Video replays look set to be used at the World Cup this summer after the game's law-makers described the results from two years' of trials as "very encouraging".
That was the clear message from the International Football Association Board's (IFAB) 132nd annual business meeting in Zurich in Monday.
Chaired by FIFA's deputy general secretary Zvonimir Boban, the meeting of technical experts was given a detailed analysis of how video assistant referees (VARs) have performed in 804 competitive games in more than 20 competitions across the world.
Collated by leading Belgian university KU Leuven, the results revealed that a "clear and obvious error" by the match official was overturned in every third game.
Facts and figures about the VAR experiment. pic.twitter.com/yolgWcK9Ag— The IFAB (@TheIFAB) January 22, 2018
Typically, the VAR is checking fewer than five decisions a game and most of these checks - simple reviews of the action during breaks in play - have no impact on the game at all.
More than half of these checks are for goals and penalty decisions, with the remainder being potential red-card incidents. The fourth permitted use of VARs - to clear up cases of mistaken identity when cards are being shown - has hardly occurred at all.
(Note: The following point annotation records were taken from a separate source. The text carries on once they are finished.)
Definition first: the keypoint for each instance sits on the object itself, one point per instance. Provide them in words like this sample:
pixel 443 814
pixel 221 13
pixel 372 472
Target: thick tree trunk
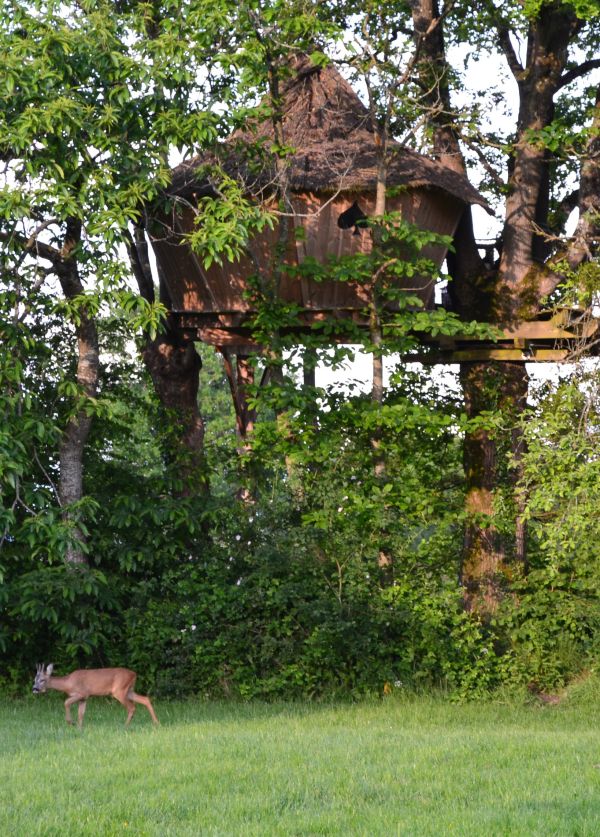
pixel 511 292
pixel 75 436
pixel 488 561
pixel 174 366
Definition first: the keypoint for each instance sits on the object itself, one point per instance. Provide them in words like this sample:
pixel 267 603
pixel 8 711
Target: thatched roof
pixel 335 147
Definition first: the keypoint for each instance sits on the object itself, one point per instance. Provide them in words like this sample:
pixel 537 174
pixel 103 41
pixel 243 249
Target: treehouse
pixel 328 182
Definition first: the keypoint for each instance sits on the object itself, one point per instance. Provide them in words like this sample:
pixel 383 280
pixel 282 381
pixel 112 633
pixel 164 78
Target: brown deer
pixel 93 682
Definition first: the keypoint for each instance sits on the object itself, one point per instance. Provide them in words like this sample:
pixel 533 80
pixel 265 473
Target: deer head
pixel 41 678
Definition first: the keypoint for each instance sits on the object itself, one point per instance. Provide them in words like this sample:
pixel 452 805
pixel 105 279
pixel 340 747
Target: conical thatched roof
pixel 335 147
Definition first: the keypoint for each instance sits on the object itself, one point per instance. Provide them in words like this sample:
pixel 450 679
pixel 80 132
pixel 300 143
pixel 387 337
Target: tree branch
pixel 509 52
pixel 577 72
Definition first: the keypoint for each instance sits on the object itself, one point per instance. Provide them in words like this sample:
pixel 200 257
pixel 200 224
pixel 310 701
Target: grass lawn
pixel 396 767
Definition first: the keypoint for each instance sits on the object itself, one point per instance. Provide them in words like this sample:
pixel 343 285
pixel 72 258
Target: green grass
pixel 396 767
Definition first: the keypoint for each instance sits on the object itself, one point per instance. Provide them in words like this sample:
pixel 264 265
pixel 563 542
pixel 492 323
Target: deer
pixel 92 682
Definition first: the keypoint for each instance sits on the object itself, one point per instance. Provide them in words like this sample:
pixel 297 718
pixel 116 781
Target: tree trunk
pixel 75 436
pixel 488 561
pixel 174 366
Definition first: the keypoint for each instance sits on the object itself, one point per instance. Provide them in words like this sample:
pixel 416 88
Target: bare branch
pixel 509 51
pixel 577 72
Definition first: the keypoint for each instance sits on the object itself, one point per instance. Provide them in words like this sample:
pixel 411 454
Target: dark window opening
pixel 353 217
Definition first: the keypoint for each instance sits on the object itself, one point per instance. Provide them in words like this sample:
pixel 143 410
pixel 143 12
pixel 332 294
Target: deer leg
pixel 68 703
pixel 123 697
pixel 145 701
pixel 81 712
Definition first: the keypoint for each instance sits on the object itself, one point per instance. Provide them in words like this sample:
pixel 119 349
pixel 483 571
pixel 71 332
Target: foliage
pixel 339 576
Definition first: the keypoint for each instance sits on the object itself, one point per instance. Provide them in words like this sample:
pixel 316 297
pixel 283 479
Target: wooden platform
pixel 554 337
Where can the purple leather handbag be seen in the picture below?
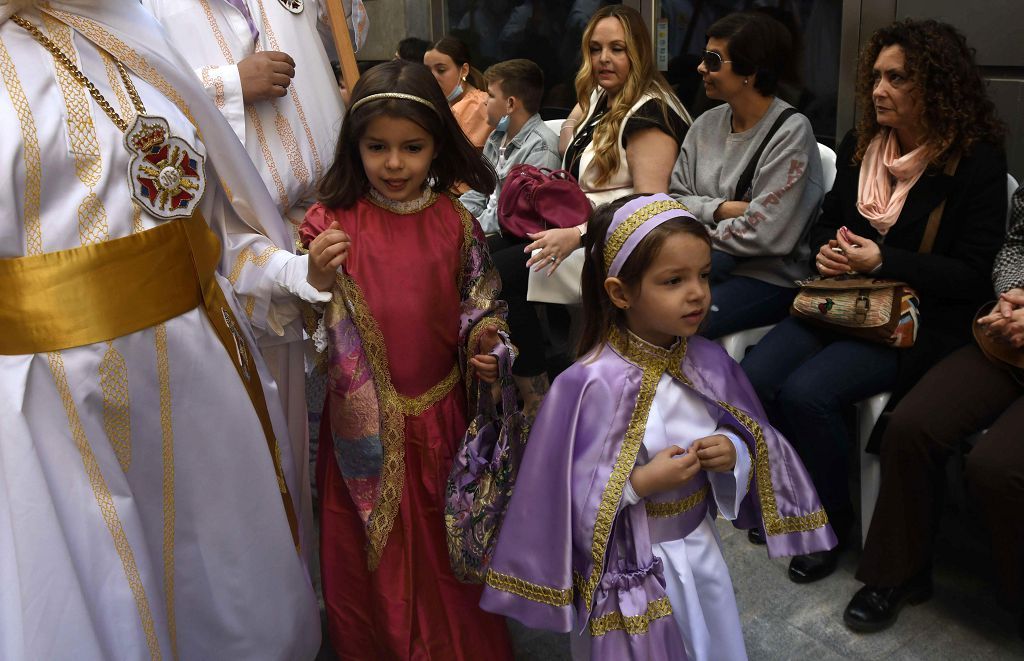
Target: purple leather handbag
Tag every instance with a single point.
(482, 477)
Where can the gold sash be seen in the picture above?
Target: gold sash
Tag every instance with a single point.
(103, 291)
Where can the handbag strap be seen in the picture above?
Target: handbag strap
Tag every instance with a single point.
(747, 178)
(932, 228)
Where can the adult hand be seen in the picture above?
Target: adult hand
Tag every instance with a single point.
(555, 245)
(862, 254)
(730, 209)
(829, 262)
(265, 75)
(485, 364)
(670, 469)
(327, 253)
(716, 453)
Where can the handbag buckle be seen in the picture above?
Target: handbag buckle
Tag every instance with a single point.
(861, 307)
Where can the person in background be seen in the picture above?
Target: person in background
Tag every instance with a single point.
(412, 49)
(963, 395)
(624, 134)
(758, 234)
(461, 84)
(924, 112)
(514, 90)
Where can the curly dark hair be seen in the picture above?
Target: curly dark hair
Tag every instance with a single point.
(956, 112)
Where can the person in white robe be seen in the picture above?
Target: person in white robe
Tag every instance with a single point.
(264, 65)
(143, 509)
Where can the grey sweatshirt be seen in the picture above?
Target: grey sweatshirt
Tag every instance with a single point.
(787, 189)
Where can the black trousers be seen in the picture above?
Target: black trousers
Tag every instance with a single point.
(961, 395)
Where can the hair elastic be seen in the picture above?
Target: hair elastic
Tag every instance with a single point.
(408, 97)
(635, 220)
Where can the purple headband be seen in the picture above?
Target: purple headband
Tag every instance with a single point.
(634, 221)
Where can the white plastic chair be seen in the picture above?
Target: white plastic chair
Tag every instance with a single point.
(736, 344)
(868, 411)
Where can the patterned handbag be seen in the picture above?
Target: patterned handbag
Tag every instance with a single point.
(482, 477)
(872, 309)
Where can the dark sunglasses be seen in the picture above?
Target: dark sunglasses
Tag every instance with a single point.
(713, 61)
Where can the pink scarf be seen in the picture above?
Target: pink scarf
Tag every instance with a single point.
(878, 201)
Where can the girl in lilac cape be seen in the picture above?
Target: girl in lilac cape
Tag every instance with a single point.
(637, 447)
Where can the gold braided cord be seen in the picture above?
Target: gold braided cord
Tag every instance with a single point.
(632, 624)
(414, 406)
(775, 523)
(622, 233)
(540, 593)
(104, 501)
(69, 64)
(676, 508)
(30, 153)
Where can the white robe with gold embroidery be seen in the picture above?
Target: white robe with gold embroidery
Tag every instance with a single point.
(290, 139)
(139, 511)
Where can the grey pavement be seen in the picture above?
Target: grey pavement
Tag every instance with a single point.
(782, 620)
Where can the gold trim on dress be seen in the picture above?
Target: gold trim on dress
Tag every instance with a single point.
(676, 508)
(30, 153)
(775, 523)
(104, 501)
(540, 593)
(167, 457)
(632, 624)
(117, 404)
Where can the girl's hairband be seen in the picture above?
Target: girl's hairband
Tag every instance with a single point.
(632, 222)
(408, 97)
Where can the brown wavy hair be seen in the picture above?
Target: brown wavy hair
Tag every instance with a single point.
(956, 112)
(643, 78)
(455, 157)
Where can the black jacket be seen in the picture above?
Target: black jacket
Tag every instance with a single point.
(954, 279)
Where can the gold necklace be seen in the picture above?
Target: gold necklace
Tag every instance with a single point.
(166, 174)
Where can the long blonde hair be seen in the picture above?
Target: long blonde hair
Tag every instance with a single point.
(643, 78)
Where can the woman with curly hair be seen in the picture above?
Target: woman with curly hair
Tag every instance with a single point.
(928, 136)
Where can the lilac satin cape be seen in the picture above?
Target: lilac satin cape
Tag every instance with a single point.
(552, 547)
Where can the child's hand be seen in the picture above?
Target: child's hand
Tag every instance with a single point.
(327, 253)
(716, 453)
(670, 469)
(485, 364)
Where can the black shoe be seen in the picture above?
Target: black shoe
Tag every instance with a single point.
(873, 609)
(811, 567)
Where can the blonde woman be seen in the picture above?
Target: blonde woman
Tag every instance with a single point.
(624, 134)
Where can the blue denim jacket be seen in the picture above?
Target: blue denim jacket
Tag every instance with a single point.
(536, 144)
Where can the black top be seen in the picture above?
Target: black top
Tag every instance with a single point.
(953, 280)
(648, 116)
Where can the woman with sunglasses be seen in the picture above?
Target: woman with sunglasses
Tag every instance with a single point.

According to the data, match officials are getting 93 per cent of the possible VAR decisions correct, but video replays enable football to boost that to 98.9 per cent, the missing 1.1 per cent being an admission that human error cannot be completely excluded from the process, particularly when speed is of the essence.
On that matter, the median duration of a review has been 60 seconds: 39 seconds for decisions the match official has been willing to change without looking at the footage themselves and 70 seconds for incidents they have wanted to look at on a screen at pitchside.
These broadly positive results would not seem to tally with the public perception of the trials in countries such as Australia, Germany or Italy, but IFAB's experts are adamant that huge progress has been made since the system was first rolled out in 2016 and the experience improves with practice.
Speaking to reporters on a conference call after the meeting, which sets the agenda for the next annual general meeting, IFAB secretary Lukas Brud said the experts had enjoyed a "good discussion" about the results of the trial, which they considered to be "very encouraging".
He would not confirm nor deny if the meeting voted to make an "indicative recommendation" to the AGM that VARs should be formally adopted into football's laws, but it is widely understood that such a recommendation will be made.
When asked if it had heard enough now to say it would definitely be using the system at Russia 2018, a FIFA spokesperson told Press Association Sport a decision would be made after the IFAB AGM, which will be chaired by FIFA president Gianni Infantino, in Zurich on 3 March.
English football's experience of VARs is still only four games old, with two more trials coming this week.
The decision to correctly award Leicester striker Kelechi Iheanacho's second goal against Fleetwood was a notable success for the system, whereas the failure to give Chelsea a penalty when Willian was tripped against Norwich 24 hours later was a much-discussed miss.